Plaza makes it no secret that she loves a challenge. For example, she explained that when shooting comedic projects, she enjoys changing things up with improvisation. “Improv is really the best thing when you're making a film,” she says. “It forces you to be present.”

And in her nunsploitation film The Little Hours, improv was a requirement; all of the film’s dialogue was ad-libbed on set. The actors knew the story arc and the finer plot points, but it became their job to fill in the dialogue. “Every scene we were figuring it out on the day, on its feet,” Plaza says. “There were different levels of challenges, I guess, but it was exhilarating and fun.”

Another big challenge for Plaza during the filming of The Little Hours was balancing her onscreen duties as an actress with her first feature film producing credit. Plaza says that she likes to “dissolve” into her characters when she’s shooting projects, so the prospect of having to constantly switch hats in the moment was a new kind of challenge for her.

“We were shooting in the middle of nowhere in Tuscany with half of a crew that speaks Italian,” she says, laughing. “It was very stressful to problem-solve in that way, but then to also put my nun habit on and go do these scenes.”

The actress says that producing the film was a “natural kind of progression” from working with her longtime creative collaborator and boyfriend Jeff Baena. “I had been in all of his movies, and I had been very heavily involved in the development process and the casting process, so it just kind of made sense for me to be a producer.”

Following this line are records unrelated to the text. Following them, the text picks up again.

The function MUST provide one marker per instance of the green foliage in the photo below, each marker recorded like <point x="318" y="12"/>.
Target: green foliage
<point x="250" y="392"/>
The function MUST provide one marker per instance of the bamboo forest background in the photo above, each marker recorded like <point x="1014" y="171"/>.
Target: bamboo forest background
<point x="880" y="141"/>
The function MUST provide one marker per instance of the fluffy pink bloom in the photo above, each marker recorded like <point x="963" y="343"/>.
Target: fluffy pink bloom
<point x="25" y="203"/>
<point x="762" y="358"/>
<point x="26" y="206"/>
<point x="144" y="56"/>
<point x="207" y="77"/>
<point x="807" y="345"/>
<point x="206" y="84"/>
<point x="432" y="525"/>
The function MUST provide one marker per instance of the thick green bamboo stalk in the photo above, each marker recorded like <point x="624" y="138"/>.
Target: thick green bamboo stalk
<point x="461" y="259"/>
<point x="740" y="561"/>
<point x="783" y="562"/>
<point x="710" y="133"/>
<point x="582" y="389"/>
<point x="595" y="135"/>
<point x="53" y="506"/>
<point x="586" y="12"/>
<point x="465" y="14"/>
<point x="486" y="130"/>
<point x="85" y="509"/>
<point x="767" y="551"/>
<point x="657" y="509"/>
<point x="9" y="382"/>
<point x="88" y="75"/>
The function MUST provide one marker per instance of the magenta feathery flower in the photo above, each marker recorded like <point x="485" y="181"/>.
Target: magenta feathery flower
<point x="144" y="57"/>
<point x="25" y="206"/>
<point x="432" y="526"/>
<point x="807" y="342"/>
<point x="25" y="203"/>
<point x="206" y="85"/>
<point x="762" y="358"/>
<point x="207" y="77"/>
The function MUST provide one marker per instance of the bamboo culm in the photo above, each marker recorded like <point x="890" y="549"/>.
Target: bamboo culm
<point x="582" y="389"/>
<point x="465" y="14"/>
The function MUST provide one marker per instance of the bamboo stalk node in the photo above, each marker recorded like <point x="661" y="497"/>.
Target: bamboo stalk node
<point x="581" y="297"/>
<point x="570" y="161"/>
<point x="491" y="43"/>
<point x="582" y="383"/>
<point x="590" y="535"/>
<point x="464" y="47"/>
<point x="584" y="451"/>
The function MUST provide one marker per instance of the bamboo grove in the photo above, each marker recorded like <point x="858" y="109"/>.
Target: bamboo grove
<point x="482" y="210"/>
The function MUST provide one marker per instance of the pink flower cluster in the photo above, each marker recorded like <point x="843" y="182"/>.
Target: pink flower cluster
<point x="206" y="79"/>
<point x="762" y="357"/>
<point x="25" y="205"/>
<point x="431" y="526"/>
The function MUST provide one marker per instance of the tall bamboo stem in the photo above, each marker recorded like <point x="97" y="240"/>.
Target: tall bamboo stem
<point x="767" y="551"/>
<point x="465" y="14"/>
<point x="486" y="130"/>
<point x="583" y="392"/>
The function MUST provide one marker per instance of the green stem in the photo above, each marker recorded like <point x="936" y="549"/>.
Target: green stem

Instead, Plaza cites the indie social media satire Ingrid Goes West as her first “real” producing credit. “I got my hands on that script very early,” she says. “I just knew right away that this movie had the potential to be something that was really, really special, so I just wanted to be involved in the creative process from the very beginning.”

Along with producing Ingrid, Plaza also plays the title character, an emotionally unstable woman obsessed with an Instagram celebrity. But unlike Ingrid, the actress avoids social media in real life because it can often make her feel depressed. “We all just need one day where we all throw our phones in the ocean,” she says. But then she reevaluates: “Wait, no, that's bad for the environment. I don’t know, we’re f--ked.”

With her roles behind the camera, Plaza was able to break into what is typically a male-dominated field; according to the Center for the Study of Women in Television and Film at San Diego State University, women only made up 17 percent of executive producers and 24 percent of producers for 2016’s top 500 films. Those numbers are high compared to the numbers of female directors (7 percent) and female cinematographers (5 percent).

Plaza says that while she sees those numbers as “shocking,” she doesn’t feel discouraged in the face of them. “I'm used to the feeling of being the one female amongst a group of men,” she says, citing her education at New York University’s film school and her comedic upbringing in the Upright Citizens Brigade. “I had it engrained in my head at an early age that women are just as capable as men, and our opinions matter. So I think this has always been the natural way that I see the world.”

Looking back on her year, Plaza says she feels very fortunate to have been able to break out of what could have been a career-defining box. “I'm just lucky that I've had opportunities over the past year to show the other things that I can do and the other things that I am passionate about, and to play other characters.”

As for what’s next? We know she’ll be back on FX. “I’m in it. I’m in the second season,” she says without revealing anything else. She’ll play the lead role in An Evening with Beverly Luff Linn, which is in post-production. And there’s possibly more to come behind the camera. “I will direct,” she says with confidence. “But when I do, it's going to probably be the best thing that's ever been made. So, like, be ready.”